Even Hap Arnold was moved to congratulate the squadron, calling their performance “very commendable.” Time magazine backed off its previous criticism, publishing an article that hailed the Anzio aerial kills as having “stamped the final seal of combat excellence” on the 99th. The New York Times quoted one of Davis’ Tuskegee classmates, Lemuel Custis, who had been credited with one of the aerial victories at Anzio. Describing the perception of the squadron as an experiment, Custis said, “Now I think the record shows that it was a successful experiment.”

In the wake of the uproar instigated by Momyer, the 99th was transferred to Foggia near the Adriatic coast and then to Capodichino near Naples on the Mediterranean coast, attached to the 79th Fighter Group. Commanded by Colonel Earl E. Bates, the 79th offered a welcoming environment for the black pilots. In the words of historian J. Todd Moye, Bates “saw to it that the officers of the 99th were integrated into the work of the group and treated them as equals.”

There was even a newspaper dispatch that reported the men of the 79th disobeyed an order from Lieutenant General Jacob L. Devers, then the Army Air Forces commander in the Mediterranean Theater, not to fraternize with their black comrades. Instead, it was reported that the white pilots “held a desegregated dinner party with dancing to celebrate the anniversary of the 79th’s entrance into combat.”

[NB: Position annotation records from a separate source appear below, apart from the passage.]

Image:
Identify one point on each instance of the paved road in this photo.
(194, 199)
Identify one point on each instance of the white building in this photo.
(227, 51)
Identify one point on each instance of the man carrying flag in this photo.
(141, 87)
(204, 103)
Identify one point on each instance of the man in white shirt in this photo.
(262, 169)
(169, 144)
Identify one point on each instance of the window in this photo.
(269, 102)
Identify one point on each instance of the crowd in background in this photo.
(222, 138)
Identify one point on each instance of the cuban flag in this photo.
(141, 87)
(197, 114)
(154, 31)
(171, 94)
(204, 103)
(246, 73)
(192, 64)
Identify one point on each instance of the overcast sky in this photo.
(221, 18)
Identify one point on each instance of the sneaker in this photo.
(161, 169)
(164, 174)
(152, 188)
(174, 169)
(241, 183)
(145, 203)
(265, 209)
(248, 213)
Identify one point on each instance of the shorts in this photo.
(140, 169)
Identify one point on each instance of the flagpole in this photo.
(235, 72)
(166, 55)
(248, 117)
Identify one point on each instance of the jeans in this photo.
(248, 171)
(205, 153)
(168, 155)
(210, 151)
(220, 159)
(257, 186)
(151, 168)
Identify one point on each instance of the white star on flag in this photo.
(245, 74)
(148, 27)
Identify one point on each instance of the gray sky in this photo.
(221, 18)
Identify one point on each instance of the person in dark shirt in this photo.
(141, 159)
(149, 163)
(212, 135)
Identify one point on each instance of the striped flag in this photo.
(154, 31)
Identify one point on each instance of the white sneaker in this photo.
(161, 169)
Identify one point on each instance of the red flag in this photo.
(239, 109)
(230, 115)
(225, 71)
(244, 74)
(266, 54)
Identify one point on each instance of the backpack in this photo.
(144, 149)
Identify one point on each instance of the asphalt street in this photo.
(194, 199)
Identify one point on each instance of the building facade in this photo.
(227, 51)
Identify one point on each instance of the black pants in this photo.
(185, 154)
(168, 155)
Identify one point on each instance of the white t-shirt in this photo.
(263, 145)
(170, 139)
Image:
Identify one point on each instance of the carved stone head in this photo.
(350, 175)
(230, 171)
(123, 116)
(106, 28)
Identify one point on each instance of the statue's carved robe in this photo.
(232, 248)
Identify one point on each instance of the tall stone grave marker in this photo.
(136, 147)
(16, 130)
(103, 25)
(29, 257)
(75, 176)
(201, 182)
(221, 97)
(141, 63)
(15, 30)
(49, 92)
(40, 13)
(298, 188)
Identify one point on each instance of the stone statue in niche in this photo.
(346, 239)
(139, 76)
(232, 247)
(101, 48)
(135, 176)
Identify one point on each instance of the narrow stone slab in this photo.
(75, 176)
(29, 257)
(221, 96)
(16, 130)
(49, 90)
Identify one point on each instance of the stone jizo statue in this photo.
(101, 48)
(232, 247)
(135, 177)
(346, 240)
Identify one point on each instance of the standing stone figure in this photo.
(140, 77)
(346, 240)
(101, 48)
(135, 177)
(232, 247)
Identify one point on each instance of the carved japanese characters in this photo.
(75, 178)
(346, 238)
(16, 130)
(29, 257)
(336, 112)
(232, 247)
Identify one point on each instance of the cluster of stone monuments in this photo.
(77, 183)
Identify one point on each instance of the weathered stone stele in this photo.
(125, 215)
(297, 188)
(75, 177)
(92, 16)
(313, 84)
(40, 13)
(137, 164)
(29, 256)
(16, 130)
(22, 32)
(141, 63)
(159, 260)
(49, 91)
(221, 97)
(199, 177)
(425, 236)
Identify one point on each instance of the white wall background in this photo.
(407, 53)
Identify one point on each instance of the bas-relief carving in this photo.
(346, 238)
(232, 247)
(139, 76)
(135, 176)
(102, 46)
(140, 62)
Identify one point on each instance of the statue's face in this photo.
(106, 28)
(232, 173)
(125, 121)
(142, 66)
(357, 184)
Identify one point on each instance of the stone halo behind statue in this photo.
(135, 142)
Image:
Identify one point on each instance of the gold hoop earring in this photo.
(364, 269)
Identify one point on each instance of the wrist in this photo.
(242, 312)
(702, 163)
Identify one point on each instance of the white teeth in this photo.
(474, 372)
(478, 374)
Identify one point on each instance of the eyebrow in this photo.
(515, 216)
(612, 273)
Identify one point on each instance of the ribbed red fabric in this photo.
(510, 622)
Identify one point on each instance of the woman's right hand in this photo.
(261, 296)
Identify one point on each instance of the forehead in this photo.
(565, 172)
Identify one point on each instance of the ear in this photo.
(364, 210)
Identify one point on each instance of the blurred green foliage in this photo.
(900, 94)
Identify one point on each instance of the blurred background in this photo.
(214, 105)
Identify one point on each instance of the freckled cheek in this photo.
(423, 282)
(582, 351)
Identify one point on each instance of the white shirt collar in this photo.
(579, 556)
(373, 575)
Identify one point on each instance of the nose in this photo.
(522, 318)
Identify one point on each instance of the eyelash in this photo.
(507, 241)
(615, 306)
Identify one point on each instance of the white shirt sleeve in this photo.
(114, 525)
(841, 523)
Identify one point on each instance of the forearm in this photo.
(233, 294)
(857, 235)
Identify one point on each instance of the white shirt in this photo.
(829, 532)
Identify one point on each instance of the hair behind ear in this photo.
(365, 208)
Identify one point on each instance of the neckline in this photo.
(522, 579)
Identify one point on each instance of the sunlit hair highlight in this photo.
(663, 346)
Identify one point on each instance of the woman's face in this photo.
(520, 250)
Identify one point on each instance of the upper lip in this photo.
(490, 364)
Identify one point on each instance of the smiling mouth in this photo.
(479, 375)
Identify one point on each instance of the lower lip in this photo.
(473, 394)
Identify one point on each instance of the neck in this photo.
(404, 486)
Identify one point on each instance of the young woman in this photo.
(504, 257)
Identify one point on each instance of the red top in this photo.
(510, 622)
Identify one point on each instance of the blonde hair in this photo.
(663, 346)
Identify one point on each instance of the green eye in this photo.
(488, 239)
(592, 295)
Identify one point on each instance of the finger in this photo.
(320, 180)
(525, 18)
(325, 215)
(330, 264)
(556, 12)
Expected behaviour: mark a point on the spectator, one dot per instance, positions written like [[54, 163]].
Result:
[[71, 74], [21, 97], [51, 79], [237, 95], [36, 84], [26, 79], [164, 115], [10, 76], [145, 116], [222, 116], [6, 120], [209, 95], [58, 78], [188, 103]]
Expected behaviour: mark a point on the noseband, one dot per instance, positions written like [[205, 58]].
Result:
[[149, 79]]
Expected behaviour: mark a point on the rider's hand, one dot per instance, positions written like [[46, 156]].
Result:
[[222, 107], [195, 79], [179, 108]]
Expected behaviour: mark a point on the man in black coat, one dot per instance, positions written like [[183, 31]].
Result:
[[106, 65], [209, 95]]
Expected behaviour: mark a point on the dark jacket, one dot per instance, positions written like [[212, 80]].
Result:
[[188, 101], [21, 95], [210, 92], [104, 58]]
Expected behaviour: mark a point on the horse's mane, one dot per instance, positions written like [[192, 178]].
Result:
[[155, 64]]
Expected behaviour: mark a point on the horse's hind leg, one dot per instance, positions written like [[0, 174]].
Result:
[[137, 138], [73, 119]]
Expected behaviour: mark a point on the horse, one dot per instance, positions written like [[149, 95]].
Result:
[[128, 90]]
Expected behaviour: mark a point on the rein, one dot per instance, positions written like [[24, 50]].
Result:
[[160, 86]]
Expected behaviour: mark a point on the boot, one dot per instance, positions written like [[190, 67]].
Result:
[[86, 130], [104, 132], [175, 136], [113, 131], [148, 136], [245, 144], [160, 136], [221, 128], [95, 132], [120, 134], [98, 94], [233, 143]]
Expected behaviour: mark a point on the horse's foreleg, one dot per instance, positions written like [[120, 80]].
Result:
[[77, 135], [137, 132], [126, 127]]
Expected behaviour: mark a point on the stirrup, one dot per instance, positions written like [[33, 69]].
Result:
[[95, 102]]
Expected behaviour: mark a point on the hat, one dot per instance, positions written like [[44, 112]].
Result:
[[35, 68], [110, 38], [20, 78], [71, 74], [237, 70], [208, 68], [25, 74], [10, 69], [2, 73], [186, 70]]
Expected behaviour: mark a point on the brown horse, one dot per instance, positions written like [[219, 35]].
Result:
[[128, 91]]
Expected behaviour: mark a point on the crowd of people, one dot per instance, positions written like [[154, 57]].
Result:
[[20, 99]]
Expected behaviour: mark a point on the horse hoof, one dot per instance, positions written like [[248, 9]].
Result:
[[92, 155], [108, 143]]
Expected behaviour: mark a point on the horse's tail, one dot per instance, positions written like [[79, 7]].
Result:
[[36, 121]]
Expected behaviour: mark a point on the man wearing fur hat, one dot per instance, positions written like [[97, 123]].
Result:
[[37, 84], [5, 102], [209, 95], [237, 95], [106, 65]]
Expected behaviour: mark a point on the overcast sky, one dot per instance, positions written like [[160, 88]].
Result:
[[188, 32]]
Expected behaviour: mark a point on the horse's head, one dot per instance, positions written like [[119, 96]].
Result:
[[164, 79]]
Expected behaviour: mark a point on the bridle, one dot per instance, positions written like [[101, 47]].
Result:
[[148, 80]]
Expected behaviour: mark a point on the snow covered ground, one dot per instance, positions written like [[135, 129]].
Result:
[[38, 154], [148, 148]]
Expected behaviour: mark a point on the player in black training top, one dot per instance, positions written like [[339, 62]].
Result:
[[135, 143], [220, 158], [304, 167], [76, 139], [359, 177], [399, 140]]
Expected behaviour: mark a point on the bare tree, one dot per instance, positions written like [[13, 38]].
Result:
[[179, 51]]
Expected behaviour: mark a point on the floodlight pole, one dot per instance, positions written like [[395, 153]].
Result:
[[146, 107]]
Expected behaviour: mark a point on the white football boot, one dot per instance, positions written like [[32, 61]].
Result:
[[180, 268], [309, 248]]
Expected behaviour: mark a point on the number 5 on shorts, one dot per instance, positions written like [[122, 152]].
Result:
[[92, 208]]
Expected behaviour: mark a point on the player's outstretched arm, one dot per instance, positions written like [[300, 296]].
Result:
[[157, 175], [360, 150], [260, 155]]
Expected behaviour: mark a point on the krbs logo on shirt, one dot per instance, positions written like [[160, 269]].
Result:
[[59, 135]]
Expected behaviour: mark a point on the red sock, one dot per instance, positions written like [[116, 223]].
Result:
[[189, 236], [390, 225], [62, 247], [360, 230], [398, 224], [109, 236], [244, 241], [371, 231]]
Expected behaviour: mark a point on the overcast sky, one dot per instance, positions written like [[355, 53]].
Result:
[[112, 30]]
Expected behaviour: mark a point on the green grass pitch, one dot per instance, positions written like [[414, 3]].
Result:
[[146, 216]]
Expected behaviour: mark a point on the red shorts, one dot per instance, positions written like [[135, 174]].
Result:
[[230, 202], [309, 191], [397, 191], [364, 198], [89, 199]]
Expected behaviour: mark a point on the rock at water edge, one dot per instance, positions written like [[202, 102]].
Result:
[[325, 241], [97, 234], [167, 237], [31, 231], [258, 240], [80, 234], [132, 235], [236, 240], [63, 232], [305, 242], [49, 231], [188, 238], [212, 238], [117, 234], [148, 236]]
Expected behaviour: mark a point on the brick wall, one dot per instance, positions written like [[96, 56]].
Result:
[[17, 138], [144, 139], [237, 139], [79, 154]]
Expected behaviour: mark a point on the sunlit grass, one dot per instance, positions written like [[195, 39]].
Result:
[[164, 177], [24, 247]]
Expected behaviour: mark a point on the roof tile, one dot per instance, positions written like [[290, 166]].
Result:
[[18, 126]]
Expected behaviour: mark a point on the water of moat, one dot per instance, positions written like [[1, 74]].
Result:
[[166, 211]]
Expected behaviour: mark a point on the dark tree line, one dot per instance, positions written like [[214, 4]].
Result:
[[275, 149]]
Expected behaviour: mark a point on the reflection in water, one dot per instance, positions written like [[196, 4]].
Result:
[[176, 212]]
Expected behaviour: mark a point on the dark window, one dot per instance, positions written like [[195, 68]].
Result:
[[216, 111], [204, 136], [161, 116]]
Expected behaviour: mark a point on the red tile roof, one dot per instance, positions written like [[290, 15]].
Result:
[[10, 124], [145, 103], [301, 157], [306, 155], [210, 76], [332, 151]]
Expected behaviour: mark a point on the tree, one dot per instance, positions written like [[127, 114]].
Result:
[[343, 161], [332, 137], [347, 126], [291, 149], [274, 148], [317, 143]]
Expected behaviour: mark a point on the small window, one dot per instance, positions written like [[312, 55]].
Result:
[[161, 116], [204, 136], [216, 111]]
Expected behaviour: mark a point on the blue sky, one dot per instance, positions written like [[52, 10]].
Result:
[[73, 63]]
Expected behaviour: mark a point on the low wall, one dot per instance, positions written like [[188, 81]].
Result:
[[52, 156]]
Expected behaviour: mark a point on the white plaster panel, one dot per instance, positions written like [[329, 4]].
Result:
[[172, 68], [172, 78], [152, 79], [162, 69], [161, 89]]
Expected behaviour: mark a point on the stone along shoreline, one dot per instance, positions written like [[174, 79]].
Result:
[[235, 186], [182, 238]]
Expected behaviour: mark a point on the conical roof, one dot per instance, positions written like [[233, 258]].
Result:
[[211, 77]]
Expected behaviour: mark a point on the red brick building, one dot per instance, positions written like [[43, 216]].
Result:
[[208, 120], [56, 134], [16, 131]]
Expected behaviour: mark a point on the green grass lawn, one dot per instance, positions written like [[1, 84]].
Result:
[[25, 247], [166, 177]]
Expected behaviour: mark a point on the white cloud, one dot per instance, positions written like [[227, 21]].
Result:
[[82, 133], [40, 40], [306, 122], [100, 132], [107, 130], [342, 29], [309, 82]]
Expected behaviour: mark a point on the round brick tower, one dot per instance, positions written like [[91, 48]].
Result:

It was a glimmer of the beginnings of a new way of doing things in the American armed forces, a modus that easily could have been stillborn and stymied altogether. Referring to Davis, historian Alan L. Gropman wrote, “His innate dignity, intelligence, and measured judgment saved [the experiment] from early disaster.” Years later, Davis reflected on events of the time in his memoir and shared his firm belief that the Momyer incident “had come within inches of destroying the future of black pilots forever.”

Mission by mission, Davis and his men were proving the naysayers wrong and ever so effectively gaining on the twin goals of the Double V. However, there was hardly time for Davis to luxuriate in the successes. Awaiting him was his next challenge: command of the newly-constituted 332nd Fighter Group with its three freshly-minted all-black squadrons.

Meanwhile, amidst the cotton fields of southeast Alabama on the outskirts of the small town of Tuskegee, a place where the public square was decorated by a monument in honor of Confederate troops, Harry Stewart and fellow cadets were preoccupied with achieving their own immediate objective, unaware of the potentially fatal machinations swirling around the black flying program. The program that held the possibility of facilitating Harry’s dream of silver wings had come within a hair’s breadth of being snuffed out as he trained at Tuskegee starting in the spring of 1943. Because of the reprieve that had been snatched from the jaws of intolerance by his future commander, there would be no stopping him now.